И Гуго, сам того не замечая, ложе качал головой после каждого удара; колдовство рассеялось, все стало не столь четким, как прежде, ритм нарушился, а часы и календарь совершенно точно отвечали на вопрос: «Когда?» Часы и календарь говорили: «Шестого сентября тысяча девятьсот пятьдесят восьмого года, восемнадцать часов пятьдесят одна минута».
— Давай оставим это, — сказал Роберт, — ведь мы больше не в Амстердаме.
— Хорошо, — согласился Шрелла, — оставим, ты прав. А что, нам еще нужен этот мальчик?
— Да, — сказал Роберт, — лично мне он еще нужен. Или, может, ты хочешь уйти, Гуго? Не хочешь? Тогда побудь здесь, пожалуйста, поставь кий на место, убери шары и дай нам что-нибудь выпить… да нет, оставайся, детка: я хотел показать тебе одну вещь: видишь кипу бумаг? Все эти документы, мой милый, скреплены печатями, и на них множество всяких подписей, недостает всего лишь одной подписи, твоей подписи вот на этой бумаге. Если ты ее подпишешь, ты станешь моим сыном. Когда ты подавал вино там наверху, ты видел моих отца и мать, отныне они будут твоими дедушкой и бабушкой: Шрелла станет твоим дядей, Рут и Марианна — сестрами, а Йозеф — братом; ты заменишь мне того мальчика, которого моя жена так и не успела родить: интересно, что скажет старик, когда я представлю ему в день его рождения нового внука, внука с улыбкой Эдит… Нужен ли мне этот мальчик, Шрелла? Да, он мне нужен, нужен всем нам; хорошо, если бы мы тоже стали ему нужны; честно говоря, нам без него просто-таки невозможно; слышишь, Гуго, нам без тебя невозможно. Да, ты не сын Ферди, и все же ты унаследовал его душу… Тише, родной мой, не плачь, отправляйся к себе в комнату и прочти эту бумагу, только осторожно иди по коридору, будь осторожен, сынок.
Шрелла раздвинул портьеры и посмотрел на площадь перед отелем; Роберт протянул ему пачку сигарет, Шрелла зажег спичку, и они закурили.
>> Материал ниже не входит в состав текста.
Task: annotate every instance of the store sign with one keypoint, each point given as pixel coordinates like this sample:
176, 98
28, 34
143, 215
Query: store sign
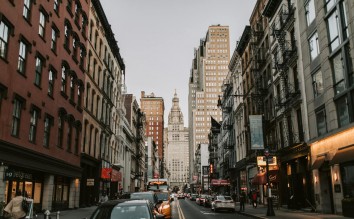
17, 175
90, 182
261, 161
256, 129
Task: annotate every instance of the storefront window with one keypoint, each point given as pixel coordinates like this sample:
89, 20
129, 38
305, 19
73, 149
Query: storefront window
37, 193
347, 173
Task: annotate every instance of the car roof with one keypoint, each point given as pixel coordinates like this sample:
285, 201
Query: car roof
124, 202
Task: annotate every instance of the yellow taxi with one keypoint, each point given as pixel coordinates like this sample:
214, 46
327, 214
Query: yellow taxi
165, 206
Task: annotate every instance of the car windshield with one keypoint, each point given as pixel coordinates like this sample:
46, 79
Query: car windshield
143, 196
130, 212
162, 196
222, 198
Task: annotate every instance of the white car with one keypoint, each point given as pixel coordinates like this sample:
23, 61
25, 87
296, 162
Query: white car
223, 203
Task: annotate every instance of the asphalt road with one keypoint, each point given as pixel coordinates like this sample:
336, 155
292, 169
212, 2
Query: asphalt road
186, 209
181, 209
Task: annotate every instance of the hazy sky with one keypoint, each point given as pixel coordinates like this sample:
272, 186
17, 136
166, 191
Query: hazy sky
157, 40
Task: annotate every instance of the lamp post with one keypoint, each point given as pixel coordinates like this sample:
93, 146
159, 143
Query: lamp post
270, 210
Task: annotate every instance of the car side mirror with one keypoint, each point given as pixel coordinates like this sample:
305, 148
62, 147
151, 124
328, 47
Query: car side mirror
160, 216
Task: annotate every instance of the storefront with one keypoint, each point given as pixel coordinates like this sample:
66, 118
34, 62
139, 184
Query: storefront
29, 182
295, 176
332, 161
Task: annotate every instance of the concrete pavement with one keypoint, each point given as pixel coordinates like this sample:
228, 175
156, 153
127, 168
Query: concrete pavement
281, 213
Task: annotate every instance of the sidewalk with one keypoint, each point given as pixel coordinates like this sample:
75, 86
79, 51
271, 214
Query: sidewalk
261, 211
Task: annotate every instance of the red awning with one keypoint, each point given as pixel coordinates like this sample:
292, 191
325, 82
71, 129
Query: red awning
220, 182
261, 178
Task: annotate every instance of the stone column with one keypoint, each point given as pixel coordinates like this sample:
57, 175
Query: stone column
48, 185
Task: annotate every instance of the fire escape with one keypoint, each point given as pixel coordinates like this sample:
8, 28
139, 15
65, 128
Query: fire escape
285, 58
227, 130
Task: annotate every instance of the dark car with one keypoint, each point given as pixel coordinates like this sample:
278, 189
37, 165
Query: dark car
151, 196
125, 209
208, 200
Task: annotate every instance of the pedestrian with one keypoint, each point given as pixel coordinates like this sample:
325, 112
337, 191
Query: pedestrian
242, 201
254, 199
103, 198
14, 207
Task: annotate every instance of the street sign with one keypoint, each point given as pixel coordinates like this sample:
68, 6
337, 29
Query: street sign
90, 182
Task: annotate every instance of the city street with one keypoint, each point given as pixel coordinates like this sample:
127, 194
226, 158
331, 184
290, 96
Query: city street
181, 209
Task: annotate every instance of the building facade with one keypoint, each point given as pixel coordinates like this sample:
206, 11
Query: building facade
43, 47
102, 112
326, 41
177, 150
154, 109
209, 69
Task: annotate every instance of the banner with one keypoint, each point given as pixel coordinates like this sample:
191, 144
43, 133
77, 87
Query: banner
256, 129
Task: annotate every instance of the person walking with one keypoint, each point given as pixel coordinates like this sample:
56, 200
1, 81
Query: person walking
254, 199
14, 207
242, 201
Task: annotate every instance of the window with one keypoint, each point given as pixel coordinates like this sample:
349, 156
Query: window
39, 69
51, 75
4, 39
338, 73
42, 20
54, 39
333, 29
314, 47
21, 65
72, 89
56, 6
337, 24
27, 9
317, 83
33, 124
67, 30
16, 117
3, 91
310, 12
342, 111
60, 130
48, 121
63, 79
321, 122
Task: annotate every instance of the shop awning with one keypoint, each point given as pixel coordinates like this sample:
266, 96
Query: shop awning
261, 178
220, 182
318, 162
343, 155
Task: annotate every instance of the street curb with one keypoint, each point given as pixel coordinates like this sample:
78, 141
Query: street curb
250, 215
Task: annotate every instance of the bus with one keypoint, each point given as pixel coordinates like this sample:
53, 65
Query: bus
157, 184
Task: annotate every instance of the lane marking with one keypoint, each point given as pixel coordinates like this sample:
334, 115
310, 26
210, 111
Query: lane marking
180, 212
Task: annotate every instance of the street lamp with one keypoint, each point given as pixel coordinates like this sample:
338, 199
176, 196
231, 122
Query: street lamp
270, 210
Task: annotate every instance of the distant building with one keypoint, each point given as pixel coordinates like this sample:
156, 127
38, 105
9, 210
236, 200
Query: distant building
154, 109
209, 69
177, 147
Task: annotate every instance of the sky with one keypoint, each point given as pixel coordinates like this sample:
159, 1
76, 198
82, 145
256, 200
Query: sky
157, 40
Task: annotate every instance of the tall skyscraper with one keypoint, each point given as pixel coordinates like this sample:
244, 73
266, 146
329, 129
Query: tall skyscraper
177, 153
209, 69
154, 109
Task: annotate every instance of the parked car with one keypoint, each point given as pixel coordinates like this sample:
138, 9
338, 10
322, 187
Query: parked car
151, 196
193, 197
165, 207
125, 208
180, 196
200, 199
208, 200
223, 203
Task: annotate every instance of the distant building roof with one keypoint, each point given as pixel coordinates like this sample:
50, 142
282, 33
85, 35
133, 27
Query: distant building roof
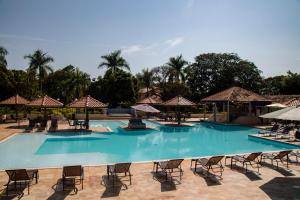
236, 94
87, 102
154, 99
179, 101
15, 100
45, 102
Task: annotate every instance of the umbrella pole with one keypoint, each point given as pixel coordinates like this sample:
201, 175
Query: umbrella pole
86, 118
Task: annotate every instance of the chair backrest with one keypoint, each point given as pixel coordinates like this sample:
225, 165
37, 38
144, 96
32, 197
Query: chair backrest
174, 163
253, 156
17, 174
214, 160
54, 122
75, 170
281, 154
122, 167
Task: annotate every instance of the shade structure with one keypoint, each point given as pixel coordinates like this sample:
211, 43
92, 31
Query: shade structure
236, 94
179, 101
276, 105
87, 102
149, 100
15, 100
292, 102
292, 115
145, 108
277, 113
45, 102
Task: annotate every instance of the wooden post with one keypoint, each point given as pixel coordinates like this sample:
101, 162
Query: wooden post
228, 115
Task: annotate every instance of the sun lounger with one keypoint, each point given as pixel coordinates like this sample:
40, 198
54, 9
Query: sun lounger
252, 160
21, 176
31, 125
278, 157
119, 168
274, 128
169, 167
53, 125
136, 124
72, 175
211, 163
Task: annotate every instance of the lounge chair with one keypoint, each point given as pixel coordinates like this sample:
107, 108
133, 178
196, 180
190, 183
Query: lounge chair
136, 124
210, 164
278, 157
274, 128
119, 168
296, 154
53, 125
169, 167
31, 125
21, 176
252, 160
72, 175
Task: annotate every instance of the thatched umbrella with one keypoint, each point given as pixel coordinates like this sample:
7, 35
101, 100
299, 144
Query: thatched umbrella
44, 103
87, 103
15, 101
178, 103
236, 94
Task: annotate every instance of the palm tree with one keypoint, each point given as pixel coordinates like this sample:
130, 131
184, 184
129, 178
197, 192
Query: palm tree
147, 79
3, 53
114, 61
81, 82
176, 68
39, 61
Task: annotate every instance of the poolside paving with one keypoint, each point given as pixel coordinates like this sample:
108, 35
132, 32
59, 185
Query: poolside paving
271, 184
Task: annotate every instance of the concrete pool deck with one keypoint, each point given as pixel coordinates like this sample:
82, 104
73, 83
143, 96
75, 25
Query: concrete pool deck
271, 184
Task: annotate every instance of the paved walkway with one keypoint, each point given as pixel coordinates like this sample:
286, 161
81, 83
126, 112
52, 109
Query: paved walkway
272, 183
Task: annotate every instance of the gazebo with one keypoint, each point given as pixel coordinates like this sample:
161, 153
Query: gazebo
179, 102
16, 100
237, 95
45, 102
87, 102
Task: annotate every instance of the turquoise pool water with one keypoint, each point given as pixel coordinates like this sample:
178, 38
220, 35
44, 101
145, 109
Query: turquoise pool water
164, 142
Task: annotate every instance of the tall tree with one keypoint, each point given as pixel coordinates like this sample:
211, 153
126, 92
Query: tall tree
176, 69
39, 64
114, 61
146, 79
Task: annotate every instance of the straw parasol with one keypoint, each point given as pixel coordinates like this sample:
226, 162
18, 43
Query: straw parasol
275, 114
236, 94
149, 100
87, 102
16, 100
276, 105
145, 108
45, 102
179, 102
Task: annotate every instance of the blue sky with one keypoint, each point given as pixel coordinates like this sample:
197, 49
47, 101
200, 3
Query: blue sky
78, 32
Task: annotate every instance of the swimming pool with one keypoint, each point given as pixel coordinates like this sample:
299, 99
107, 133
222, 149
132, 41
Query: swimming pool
163, 142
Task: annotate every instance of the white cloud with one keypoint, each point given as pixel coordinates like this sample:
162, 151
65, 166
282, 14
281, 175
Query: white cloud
132, 49
175, 41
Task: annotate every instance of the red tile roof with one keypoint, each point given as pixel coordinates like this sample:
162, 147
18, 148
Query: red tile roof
179, 101
236, 94
45, 102
87, 102
14, 100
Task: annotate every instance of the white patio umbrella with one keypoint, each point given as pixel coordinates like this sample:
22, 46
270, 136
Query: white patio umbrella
292, 115
276, 105
277, 113
145, 108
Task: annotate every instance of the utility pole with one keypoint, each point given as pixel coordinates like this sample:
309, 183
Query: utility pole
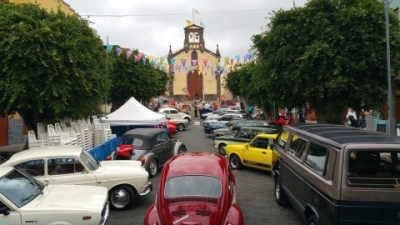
391, 126
105, 102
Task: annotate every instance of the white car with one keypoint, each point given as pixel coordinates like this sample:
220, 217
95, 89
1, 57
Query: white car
125, 179
24, 200
175, 114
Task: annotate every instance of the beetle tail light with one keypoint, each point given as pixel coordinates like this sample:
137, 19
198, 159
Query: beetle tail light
142, 160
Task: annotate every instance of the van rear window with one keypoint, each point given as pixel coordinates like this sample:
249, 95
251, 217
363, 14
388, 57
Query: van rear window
374, 169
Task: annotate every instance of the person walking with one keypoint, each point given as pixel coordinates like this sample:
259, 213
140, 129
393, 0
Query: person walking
195, 111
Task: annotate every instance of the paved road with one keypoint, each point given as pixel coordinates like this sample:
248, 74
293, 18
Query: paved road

— Ты еще не отказался от комнаты в гостинице?
— Нет.
— Разве ты не будешь жить у нас?
— Еще не знаю. — ответил Шрелла, — я боюсь домов, в которых устраиваешься надолго и убеждаешься в той тривиальной истине, что жизнь идет своим чередом и что время примиряет со всем; Ферди стал бы для меня всего лишь далеким воспоминанием, а мой отец — сном, хотя именно здесь, в этом городе, они убили Ферди, хотя именно здесь бесследно исчез мой отец; их имена не значатся нигде, их не найдешь в списках политических организаций, потому что они не занимались политикой, еврейская община не поминает их в заупокойных песнопениях, ведь они не были евреями: если имя Ферди вообще где-то фигурирует, то лишь в судебных архивах: о нем никто не вспоминает, кроме нас с тобой, Роберт, твоих родителей да еще старого портье в этом отеле; твои дети уже не думают о нем; я не могу жить в этом городе, потому что он для меня недостаточно чужой; здесь я родился и ходил в школу; в те времена я мечтал освободить Груффельштрассе от злых чар; я знал одно слово, которого никогда не произносил вслух, даже разговаривая с тобой, Роберт; то единственное слово, на которое я еще надеялся; даже сейчас я не произнесу его вслух, разве только на вокзале, когда ты будешь сажать меня в поезд.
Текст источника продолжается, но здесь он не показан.